On the "hyper" scale, House is off the charts. "I can't help it," he says. "I'm just a very excitable person. When I get into a game my voice goes up four octaves. Between innings I used to jump around and yell in the dugout. But this season I've learned to control myself a little bit." Measurably so, says Frisella. "When the phone rang in the bullpen last season," he says, "Tommy would jump a foot and a half. Now he only goes up six inches."
House received the same cool treatment as Capra on his way up. Appalled at the shabbiness of the minor leagues, he went back to USC last year to get his master's in marketing, partly so he could write a thesis foretelling "the demise of the farm system as we know it."
After years of anonymity, both Capra and House quite literally, if briefly, leaped into prominence. Buzz, so-called because of the frantic way he swung a bat as a child, was one of the most spirited combatants in last year's playoff brawl between the Reds and Mets, trading punches "to show that a little guy can take care of himself." Nicknamed Puma because of the catlike way he pounces on grounds balls, House is the fellow who caught Aaron's 715th home run ball and then sprinted it in to Henry at home plate. "Ever since I caught that ball," he says, hinting at things magical, "everything has been going good for me."

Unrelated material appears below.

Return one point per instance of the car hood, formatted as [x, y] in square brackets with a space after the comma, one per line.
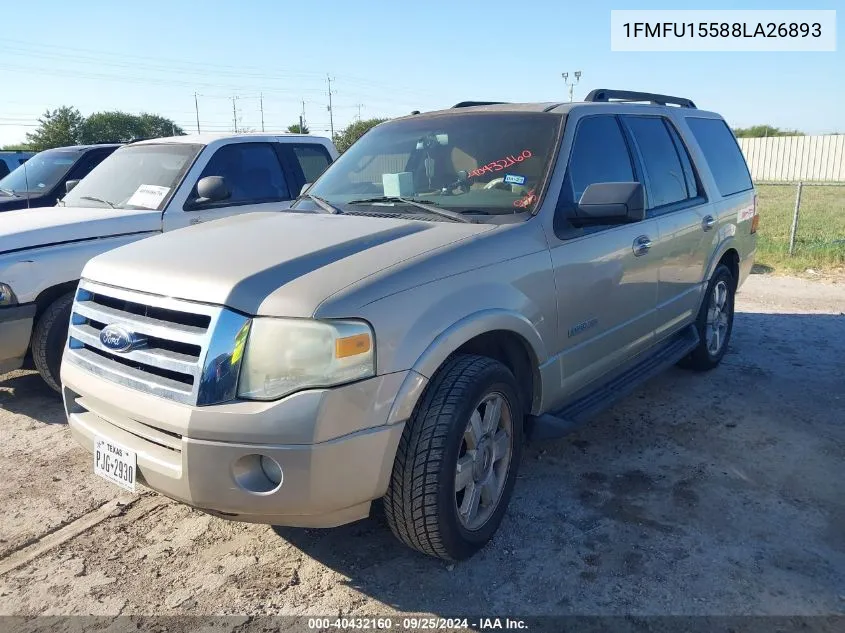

Before the season opened neither House nor Capra was very confident about his future. House, in fact, went job hunting during the winter as a hedge against being cut from the team. And Capra says that "no matter how they counted it, I was the 11th man on the Mets' 10-man staff." He did not know how fortunate that position was until Braves General Manager Eddie Robinson bought him for $35,000 during spring training and told him, "You're going to see some action in Atlanta, son."
Going into the Braves' big mid-May winning streak, Capra was 0-2 and a reliever and House had pitched only 17 innings, those without undue distinction. But as the momentum gathered, the diminutive pair became the Braves' one-two punch. By last weekend, Capra had won nine straight games, including four shutouts, and had a 1.32 earned run average, the lowest among National League starters. House was 1-1 with six saves and an almost equally impressive 1.76 ERA.
No one is prouder of their performances than Herm Starrette, the Braves' new pitching coach. House, who reveres Starrette as a father figure, says, "Herm keeps telling me to think great thoughts, and it's a thrilling feeling."
Though the Braves are not yet ready to start thinking pennant, Capra does have one great notion in mind for Met Manager Yogi Berra, the man who ignored him all those long months. "What I'd like to do," he says, "is make Yogi pick me for the All-Star team."